Según los reportes, diez municipios se encuentran en alerta roja, el nivel máximo de riesgo.
Estos son Charalá, Chima, Encino, Guapotá, Lebrija, Oiba, Sabana de Torres, Tona, Landázuri y Vélez.
Adicionalmente, 32 municipios están en alerta naranja y 18 en alerta amarilla, mientras las autoridades continúan evaluando la situación en otros territorios que podrían ser incluidos en los niveles más altos de riesgo. Eduard Sánchez, director de la Oficina de Gestión del Riesgo de Desastres de Santander, informó que se han presentado afectaciones principalmente en vías secundarias y terciarias, y que se está trabajando con los alcaldes para recuperar la movilidad con maquinaria.
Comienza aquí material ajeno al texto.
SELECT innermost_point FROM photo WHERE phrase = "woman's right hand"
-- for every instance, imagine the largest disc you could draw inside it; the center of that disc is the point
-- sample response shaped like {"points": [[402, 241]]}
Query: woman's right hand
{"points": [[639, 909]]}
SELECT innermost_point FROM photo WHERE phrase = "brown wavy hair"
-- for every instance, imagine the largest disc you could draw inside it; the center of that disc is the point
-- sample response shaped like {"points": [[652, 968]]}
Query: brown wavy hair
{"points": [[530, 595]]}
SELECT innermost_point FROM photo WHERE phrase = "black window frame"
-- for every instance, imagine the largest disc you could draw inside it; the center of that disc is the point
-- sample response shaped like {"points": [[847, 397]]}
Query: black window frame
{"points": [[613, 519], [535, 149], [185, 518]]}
Dudwing Alonso Villamizar, vocero de la Defensa Civil, detalló que los voluntarios han estado apoyando las emergencias con el suministro de agua potable en carrotanques, señalización en zonas críticas y rescate de personas. Las autoridades han hecho un llamado a la ciudadanía para que extreme las medidas de autocuidado, evite transitar por vías inestables y se abstenga de acercarse a ríos y quebradas crecidas.
Como medida preventiva, varios sitios turísticos cercanos a afluentes fueron cerrados durante el fin de semana.
La mayor saturación de los suelos se reporta en el sur de Santander, donde se ha registrado caída de rocas, árboles y material vegetal en distintas vías. Los equipos de gestión del riesgo permanecen en monitoreo constante, ya que el pronóstico indica que las lluvias continuarán en la región.